お姫様の笑顔は、でもやっぱり少し寂しそうだと思った。


 6


フェリシアで暮らし始めて7ヶ月目のある日、思いがけない来客があった。アンジェリークだ。
たくさんのお土産は、なつかしい聖地の庭園のにおいがした。

みんな元気よ。

…あの人のことは訊けなかった。


アンジェリークが帰ってしまってから、久しぶりにたくさん泣いてしまった。
私は何も失っていないはずなのに。
ここで新しくたくさんの物を得たつもりでいたのに。
足りないものは、たぶん、一つだけなのに。




数日後、また思いがけない来客があった。隣のモードリンだ。
隣家の奥様の焼いたケーキに、花を添えて。どちらも私の好きな物で、心遣いがしみた。

まだ泣きたい気持ちを引きずっていた私が、彼女がここまで来たという事がどれほどすごいことなのかを思い出すのには時間がかかった。
でも後で考えるとそれで良かったと思う。大げさに喜んだり褒めたりしないですんだから。

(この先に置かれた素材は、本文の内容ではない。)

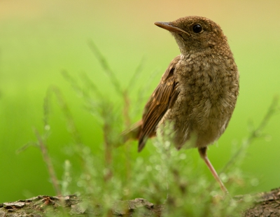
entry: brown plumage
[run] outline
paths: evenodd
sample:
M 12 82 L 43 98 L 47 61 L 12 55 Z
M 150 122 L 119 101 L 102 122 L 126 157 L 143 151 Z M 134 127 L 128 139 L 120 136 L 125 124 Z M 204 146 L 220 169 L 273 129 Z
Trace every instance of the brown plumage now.
M 206 147 L 224 132 L 239 93 L 239 72 L 227 38 L 209 19 L 190 16 L 155 22 L 174 36 L 181 50 L 146 104 L 142 120 L 125 132 L 139 140 L 139 151 L 158 126 L 172 122 L 177 148 L 198 148 L 200 156 L 227 192 L 209 161 Z M 158 132 L 159 133 L 159 132 Z

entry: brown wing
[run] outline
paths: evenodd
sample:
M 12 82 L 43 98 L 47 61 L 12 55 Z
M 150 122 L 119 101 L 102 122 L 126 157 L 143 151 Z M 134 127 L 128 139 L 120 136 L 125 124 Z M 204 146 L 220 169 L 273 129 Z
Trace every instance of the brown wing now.
M 178 81 L 174 72 L 179 60 L 180 56 L 178 56 L 170 63 L 145 106 L 139 134 L 138 151 L 142 150 L 148 137 L 155 135 L 155 127 L 158 122 L 177 99 Z

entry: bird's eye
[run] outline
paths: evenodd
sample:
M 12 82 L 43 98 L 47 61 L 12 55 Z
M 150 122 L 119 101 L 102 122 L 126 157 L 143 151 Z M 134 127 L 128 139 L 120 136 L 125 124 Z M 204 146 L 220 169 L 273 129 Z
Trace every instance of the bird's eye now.
M 200 31 L 202 31 L 202 27 L 199 24 L 197 24 L 192 27 L 192 30 L 195 33 L 200 33 Z

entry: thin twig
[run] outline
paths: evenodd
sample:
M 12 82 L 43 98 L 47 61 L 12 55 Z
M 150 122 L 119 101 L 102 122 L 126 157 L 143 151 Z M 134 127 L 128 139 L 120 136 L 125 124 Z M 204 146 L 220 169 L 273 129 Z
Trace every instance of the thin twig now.
M 60 190 L 59 186 L 58 184 L 57 177 L 55 175 L 55 169 L 53 168 L 52 161 L 51 161 L 50 155 L 48 153 L 47 147 L 45 145 L 44 142 L 43 141 L 43 139 L 41 137 L 39 133 L 38 132 L 38 130 L 34 130 L 34 132 L 35 132 L 36 136 L 38 139 L 38 144 L 41 151 L 42 153 L 43 159 L 47 165 L 48 174 L 52 180 L 52 183 L 53 187 L 55 188 L 56 195 L 61 195 L 61 190 Z
M 254 130 L 252 130 L 248 139 L 243 142 L 241 147 L 237 150 L 237 151 L 236 151 L 225 166 L 220 170 L 220 174 L 225 172 L 232 164 L 233 164 L 237 161 L 238 157 L 244 151 L 244 149 L 246 149 L 255 139 L 259 138 L 262 135 L 263 129 L 267 125 L 271 118 L 275 114 L 276 108 L 278 108 L 278 97 L 275 96 L 267 111 L 267 113 L 262 118 L 258 127 Z

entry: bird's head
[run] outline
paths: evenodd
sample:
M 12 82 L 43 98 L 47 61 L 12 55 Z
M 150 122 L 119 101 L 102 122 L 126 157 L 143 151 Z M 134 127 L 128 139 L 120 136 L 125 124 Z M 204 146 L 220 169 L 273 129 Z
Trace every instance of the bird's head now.
M 213 49 L 218 51 L 228 48 L 220 26 L 206 18 L 188 16 L 170 22 L 156 22 L 155 24 L 172 33 L 183 55 L 211 50 L 213 52 Z

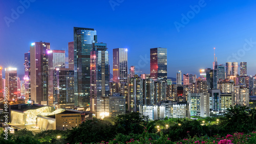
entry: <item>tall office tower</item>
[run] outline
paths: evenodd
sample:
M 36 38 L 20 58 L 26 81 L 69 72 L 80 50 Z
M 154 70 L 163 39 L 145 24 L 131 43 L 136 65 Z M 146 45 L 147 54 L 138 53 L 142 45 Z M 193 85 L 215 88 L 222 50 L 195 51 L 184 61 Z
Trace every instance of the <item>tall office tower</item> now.
M 179 70 L 176 73 L 176 83 L 177 84 L 182 84 L 181 78 L 181 71 Z
M 74 41 L 70 42 L 69 47 L 69 68 L 74 69 Z
M 3 89 L 4 89 L 3 86 L 3 73 L 2 68 L 0 67 L 0 98 L 4 98 L 4 94 L 3 92 Z
M 128 110 L 139 112 L 139 106 L 143 104 L 143 80 L 137 75 L 131 78 L 128 89 Z
M 52 50 L 47 52 L 48 58 L 48 103 L 54 106 L 58 102 L 58 93 L 54 87 L 58 85 L 57 68 L 65 68 L 65 51 Z
M 143 104 L 154 105 L 155 104 L 154 81 L 152 79 L 143 80 Z
M 189 85 L 189 76 L 188 74 L 187 75 L 183 74 L 183 85 Z
M 131 66 L 131 68 L 130 68 L 130 78 L 133 78 L 134 75 L 135 75 L 135 66 Z
M 206 68 L 206 81 L 208 89 L 217 88 L 217 70 Z
M 226 78 L 228 79 L 232 75 L 232 63 L 226 62 Z
M 93 43 L 91 52 L 90 111 L 97 118 L 108 111 L 104 98 L 110 95 L 109 53 L 106 44 Z
M 234 92 L 234 81 L 230 79 L 225 79 L 218 82 L 218 88 L 222 93 Z
M 237 76 L 238 74 L 238 64 L 237 62 L 232 62 L 232 75 Z
M 218 111 L 220 110 L 221 91 L 219 89 L 208 89 L 210 93 L 210 110 Z
M 167 82 L 166 48 L 150 49 L 150 76 L 154 80 Z
M 225 66 L 222 64 L 217 65 L 217 81 L 219 81 L 220 79 L 225 80 Z
M 217 69 L 217 65 L 218 65 L 217 57 L 215 57 L 215 47 L 214 47 L 214 61 L 212 63 L 212 69 Z
M 36 104 L 48 105 L 49 50 L 49 42 L 35 42 L 30 45 L 30 95 Z
M 73 108 L 75 104 L 74 69 L 63 67 L 55 68 L 53 70 L 53 105 L 57 109 Z
M 220 110 L 225 110 L 234 106 L 234 92 L 221 93 L 220 97 Z
M 203 81 L 206 80 L 206 72 L 205 69 L 200 69 L 200 77 Z
M 247 62 L 240 62 L 240 76 L 247 76 Z
M 15 101 L 18 99 L 17 77 L 16 68 L 5 68 L 5 86 L 8 89 L 8 101 Z
M 127 49 L 117 48 L 113 50 L 113 81 L 120 87 L 118 92 L 127 98 L 128 51 Z M 135 68 L 135 67 L 134 67 Z
M 75 105 L 88 107 L 90 103 L 90 55 L 97 42 L 93 29 L 74 27 Z
M 28 95 L 28 99 L 30 99 L 30 51 L 24 54 L 25 62 L 25 77 L 24 85 L 26 95 Z
M 209 93 L 188 93 L 188 103 L 190 116 L 210 116 Z

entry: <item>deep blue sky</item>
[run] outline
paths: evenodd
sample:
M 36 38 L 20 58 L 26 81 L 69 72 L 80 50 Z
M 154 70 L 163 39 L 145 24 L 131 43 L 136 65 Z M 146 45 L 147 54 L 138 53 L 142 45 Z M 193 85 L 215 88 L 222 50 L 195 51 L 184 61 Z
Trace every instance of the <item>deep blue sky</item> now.
M 149 74 L 149 61 L 145 64 L 140 56 L 149 58 L 150 48 L 162 47 L 167 48 L 168 77 L 176 77 L 178 70 L 199 76 L 199 69 L 212 67 L 216 47 L 219 64 L 241 52 L 237 61 L 247 62 L 248 75 L 256 74 L 256 44 L 243 54 L 241 50 L 245 39 L 256 41 L 255 1 L 206 0 L 179 32 L 174 22 L 181 23 L 182 14 L 200 1 L 124 0 L 113 11 L 108 0 L 37 0 L 8 27 L 4 17 L 11 18 L 11 10 L 22 6 L 18 1 L 0 1 L 0 65 L 16 67 L 19 74 L 32 42 L 50 42 L 51 49 L 66 50 L 68 56 L 73 27 L 97 31 L 98 42 L 107 43 L 111 67 L 112 49 L 127 47 L 129 68 L 140 65 L 139 74 Z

すぐに引き返そうとしたモードリンを招き入れ、客間に座ってもらう。

お茶が用意できるまでの間、客間の暖炉の上の小さな額に入った菱形の紫水晶をじっと見ていた彼女は、たぶんその意味を知っている。

「眠れないの?」

か細い声でそう聞いてきた。考えてみれば、彼女の声を聞くのは初めてだ。
「大丈夫よ、ちゃんとお守りもあるもの」と紫水晶の額を見やると、安心したように、ぎこちなく微笑んだ。

そのあと、必要以上に饒舌になってしまった私を、小さなモードリンはしっかりと受け止めてくれた。
だからなのだろう、彼女が帰ったあと、「なんだかよくわからないけれど泣きたい」事はなくなったようだった。


あの紫水晶、私はただの餞別なのか約束なのかずっと悩んできたけれど、お守りだったのだと気がついたから。


 7


それ以来、わたしは時々家の外に出る。
お姫様とも少しはお話ができるようになった。


お姫様は家庭教師に進化した。いや、退化になるのかな、これは。お姫様から先生なんだから。
それでもまあ、わたしの立ち位置というかポジションを考えた時、「お姫様見習い」はどう考えてもナシなので、「ロザリア先生の一番弟子」で我慢する。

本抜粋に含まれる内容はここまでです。